Diálogos  do meu povo.

 

 

Por: Eduardo Ribeiro Alves

 

A taberna estava apinhada de gente. A voz do Tomé sobrepunha-se mesmo à dos jogadores do “chincalhão”:

- É o que lhe digo, é só cidade, cidade, cidade! Para as aldeias, nada!

Garcias Cavalete, o “tubarão laranjinha” lá do sítio, engoliu mais uma vez  em seco e logo  disparou:

- Diz-me cá e então a cidade não é de todos?!

- De todos? - vociferou Tomé -, de todos sim! E as aldeias, de quem são?  Não são também de todos? As verbas só vêm para a cidade, é? Nas aldeias, não se faz nada vai para seis anos, bolas e vocês é que têm a culpa!

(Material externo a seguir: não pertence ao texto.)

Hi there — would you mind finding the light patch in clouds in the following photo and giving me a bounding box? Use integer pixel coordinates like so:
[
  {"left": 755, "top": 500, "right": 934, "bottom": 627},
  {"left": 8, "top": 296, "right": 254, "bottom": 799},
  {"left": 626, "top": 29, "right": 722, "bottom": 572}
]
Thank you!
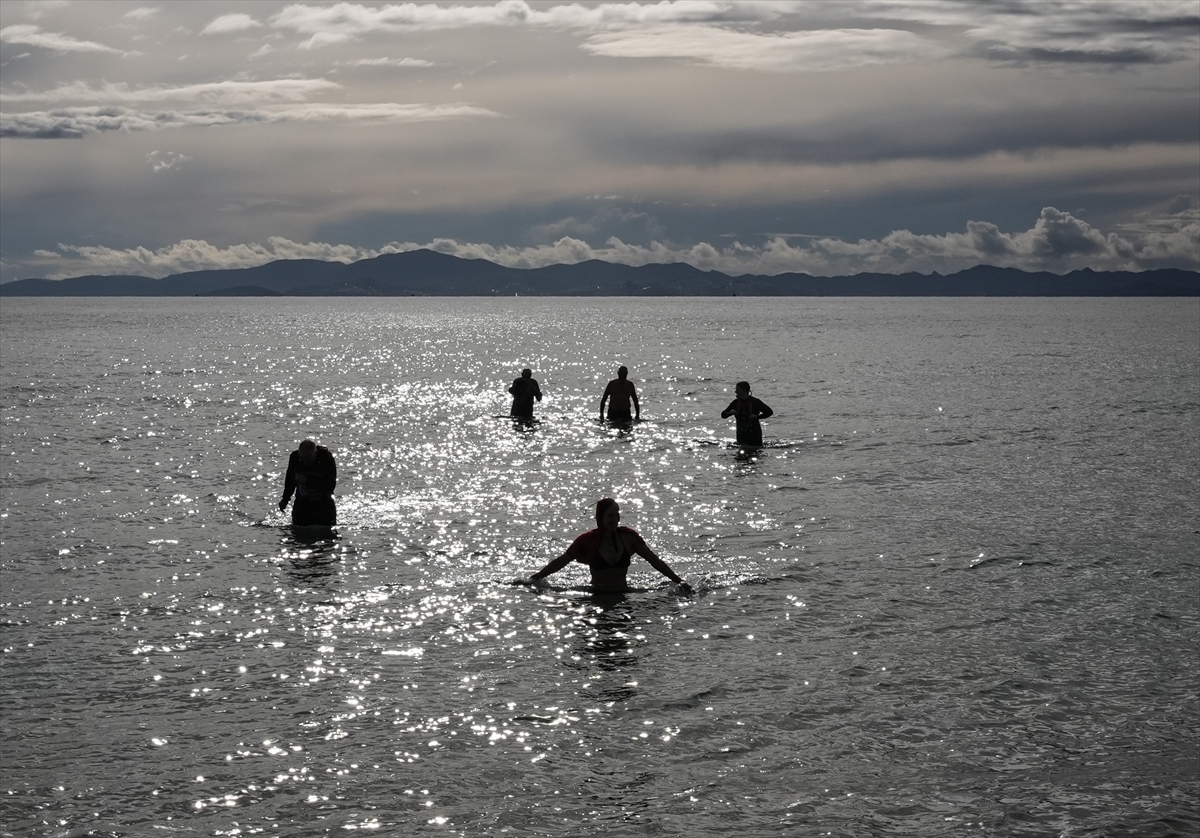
[
  {"left": 121, "top": 6, "right": 161, "bottom": 20},
  {"left": 4, "top": 78, "right": 342, "bottom": 103},
  {"left": 25, "top": 0, "right": 71, "bottom": 20},
  {"left": 0, "top": 23, "right": 126, "bottom": 55},
  {"left": 337, "top": 58, "right": 434, "bottom": 67},
  {"left": 30, "top": 206, "right": 1200, "bottom": 279},
  {"left": 583, "top": 26, "right": 948, "bottom": 72},
  {"left": 271, "top": 0, "right": 792, "bottom": 40},
  {"left": 145, "top": 149, "right": 191, "bottom": 172},
  {"left": 200, "top": 12, "right": 263, "bottom": 35},
  {"left": 0, "top": 102, "right": 500, "bottom": 139}
]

Cavalete foi aos arames e pôs-se  de corado como um dióspiro:

- Culpa, nós?  Em quê, podes dizer-me?!

- Em tudo, vocês abusam é das gentes simples das aldeias. Mas olhem que as pinceladas de alcatrão uns dias antes das eleições já começam a  não convencer! Vão mas é fazendo alguma coisa, senão...

- Nós temos acorrido a toda a gente, rapaz,  vós não quereis é ver!

- Nós não somos é cegos, senhor Garcias! Repare por exemplo na Zona Industrial e veja como resolveram o problema daquele buracão no acesso principal: três matacões cor de laranja de cada lado a desviar o trânsito e já está! Acha certo ser este o respeito pelas centenas de pessoas que diariamente lá passam?

- Mas isso vai ser composto, até já veio no Jornal a dizer que sim.

- Por amor de Deus, senhor Garcias, vocês andam a  dizer que  sim a toda a gente, mas isso não passa duma técnica política!

- A gente não se esquece das aldeias, o tempo delas há-de chegar!

- O tempo? Que tempo? Tempo é de repararem já os erros que fizeram, a calceta na Rua Direita, por exemplo...tanto dinheiro gasto e está uma vergonha, as lajes de granito centrais parecem barro de Bisalhães! E o parque por baixo do Jardim da Carreira, já reparou? Um nojo...os carros ficam com o rabo de fora e aqueles candeeiros caríssimos embutidos no granito foram todos às malvas! Agora toca a reparar tudo de novo e as aldeias que continuem à espera!

Garcias Cavalete, estava fulo. Ruminava na resposta, mas não lhe saía nada... até que num rasgo de inspiração disparou à queima-roupa:

- Mas o povo está connosco, basta reparar na maioria absoluta e esmagadora com que ganhámos! E nas próximas... haveis de levar ainda mais, esperai lá pela volta,  que não perdeis pela demora!

Cavalete tinha finalmente encontrado o argumento irrefutável. «É verdade, uma maioria absoluta esmagadora!» - pensava Tomé, enquanto saboreava a pequenos goles uma cerveja silenciosa. Pela sua mente passavam agora quadros de eleições anteriores naquela sua aldeia: aquele velhote, que entrando espavorido pela Assembleia de Voto, dizia que já tinha votado, por isso que não lhe cortassem a reforma; alguns anos depois veio o arroz e o açúcar pelas casas dos mais pobres, lembrando-lhes onde deveriam votar, os maços de cigarros para os velhotes e aqueles beijos lambuzados numa hipócrita simpatia (voto, a quanto obrigas!). E agora...

- Não penses mais, rapaz!- era o ti´Gadanha, um velhote de  frases cristalizadas na sabedoria e na grande experiência da vida -, deixa lá e não penses mais,  porque  “à primeira qualquer um cai!”.

- Mas “à segunda  cai quem quer” não é, ti’ Gadanha?!

- Também é verdade, sim senhor, mas olha que não há duas sem três, por isso “à terceira só cai quem é burro!”